Found 3 external control methods, reparsing with new information
Pass 1 parse of [DSDT]
Pass 2 parse of [DSDT]
Parsing Deferred Opcodes (Methods/Buffers/Packages/Regions)

Parsing completed
Disassembly completed
ASL Output:    dsdt.dsl - 30129 bytes

Comment 1 Eduardo Habkost 2015-02-03 14:31:00 UTC
Can you please check if the fix for bug 1162080 at http://brewweb.devel.redhat.com/brew/taskinfo?taskID=8682975 affects this bug too?

Comment 2 Eduardo Habkost 2015-02-05 17:09:17 UTC
Scratch build was tested for bug 1188200. Clearing needinfo.

Comment 4 Igor Mammedov 2015-09-03 15:25:55 UTC
pls retest with latest qemu-kvm

Comment 7 huiqingding 2015-09-11 03:54:02 UTC
Test this bug using lastest qemu-kvm: qemu-kvm-1.5.3-103.el7.x86_64, found this bug is not fixed.

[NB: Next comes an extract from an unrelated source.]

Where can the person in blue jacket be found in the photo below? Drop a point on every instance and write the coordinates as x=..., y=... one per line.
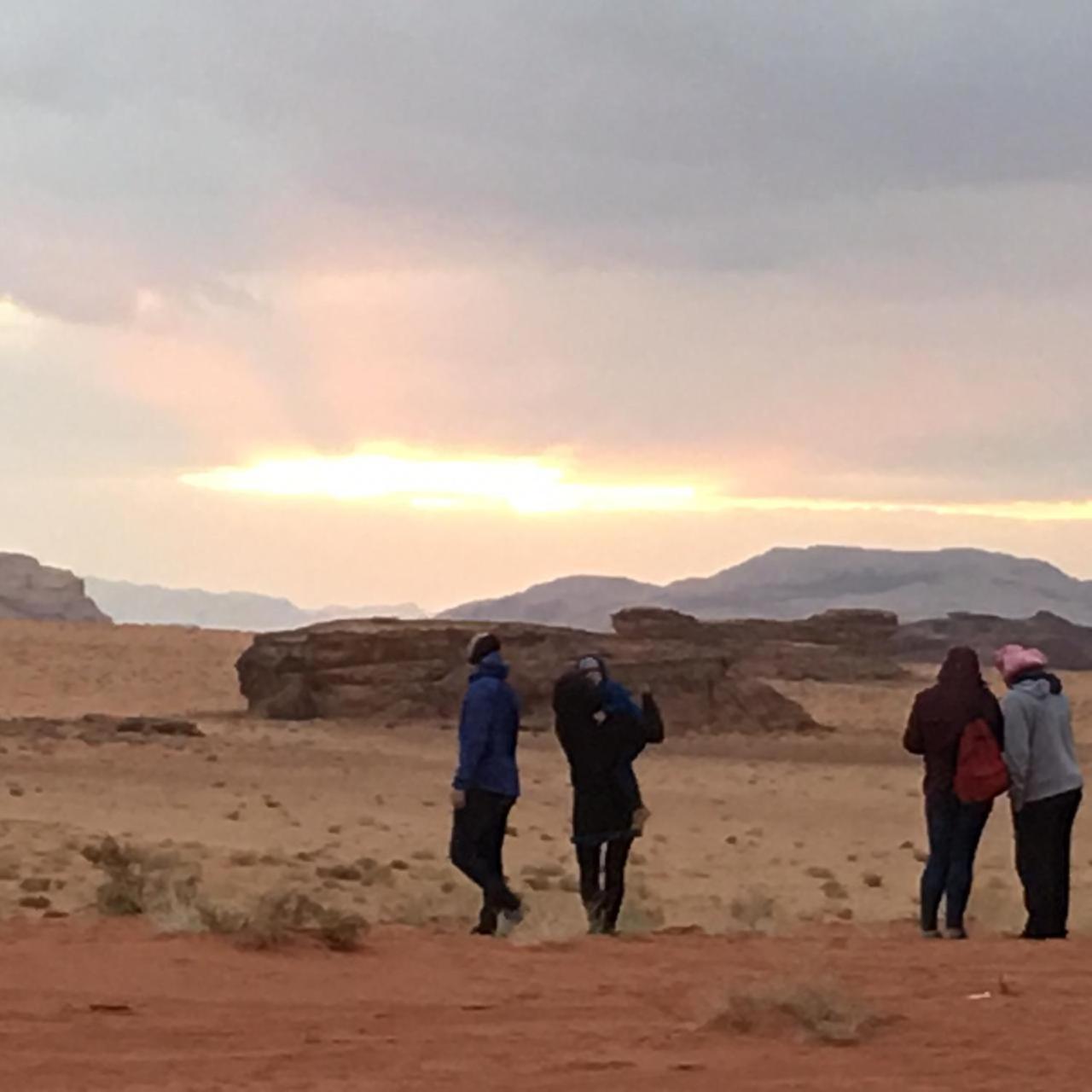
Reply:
x=486, y=784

1. boot guest with two numa nodes:
/usr/libexec/qemu-kvm -name rhel7 -S -machine pc-i440fx-rhel7.0.0,accel=kvm,usb=off -m 2048 -realtime mlock=off -smp 2,maxcpus=4,sockets=4,cores=1,threads=1 -numa node,nodeid=0,cpus=0-1,mem=1024 -numa node,nodeid=1,cpus=2-3,mem=1024 -uuid 1edfafc5-a55a-4396-9595-46e590bfc79a -no-user-config -nodefaults -chardev socket,id=charmonitor,path=/var/lib/libvirt/qemu/rhel7.monitor,server,nowait -mon chardev=charmonitor,id=monitor,mode=control -rtc base=utc,driftfix=slew -global kvm-pit.lost_tick_policy=discard -no-hpet -no-shutdown -global PIIX4_PM.disable_s3=0 -global PIIX4_PM.disable_s4=0 -boot strict=on -device piix3-usb-uhci,id=usb,bus=pci.0,addr=0x1.0x2 -device virtio-serial-pci,id=virtio-serial0,bus=pci.0,addr=0x5 -drive file=/home/RHEL-Server-7.2-64-virtio.qcow2,if=none,id=drive-virtio-disk0,format=qcow2 -device virtio-blk-pci,scsi=off,bus=pci.0,addr=0x4,drive=drive-virtio-disk0,id=virtio-disk0,bootindex=1 -net none -chardev pty,id=charserial0 -device isa-serial,chardev=charserial0,id=serial0 -vnc :1 -vga cirrus -device virtio-balloon-pci,id=balloon0,bus=pci.0,addr=0x6 -msg timestamp=on -qmp tcp:0:4445,server,nowait -monitor stdio -netdev tap,id=hostnet0,vhost=on,script=/etc/qemu-ifup -device virtio-net-pci,netdev=hostnet0,id=virtio-net-pci0,mac=4e:63:28:bc:b1:25

2. check the numa topology inside guest:
available: 2 nodes (0-1)
node 0 cpus: 0 1
node 0 size: 1023 MB
node 0 free: 48 MB
node 1 cpus:
node 1 size: 1023 MB
node 1 free: 965 MB
node distances:
node   0   1 
  0:  10  20 
  1:  20  10 

3. hotplug two vcpus:
{"execute":"qmp_capabilities"}
{"return": {}}
{"execute":"cpu-add","arguments":{"id":2},"id":"libvirt-10"}
{"return": {}, "id": "libvirt-10"}
{"execute":"cpu-add","arguments":{"id":3},"id":"libvirt-11"}
{"return": {}, "id": "libvirt-11"}

4. check the numa topology inside guest:
# numactl --hard
available: 2 nodes (0-1)
node 0 cpus: 0 1 2 3
node 0 size: 1023 MB
node 0 free: 40 MB
node 1 cpus:
node 1 size: 1023 MB
node 1 free: 942 MB
node distances:
node   0   1 
  0:  10  20 
  1:  20  10 

vcpu2 and vcpu3 are not located in guest NUMA node1.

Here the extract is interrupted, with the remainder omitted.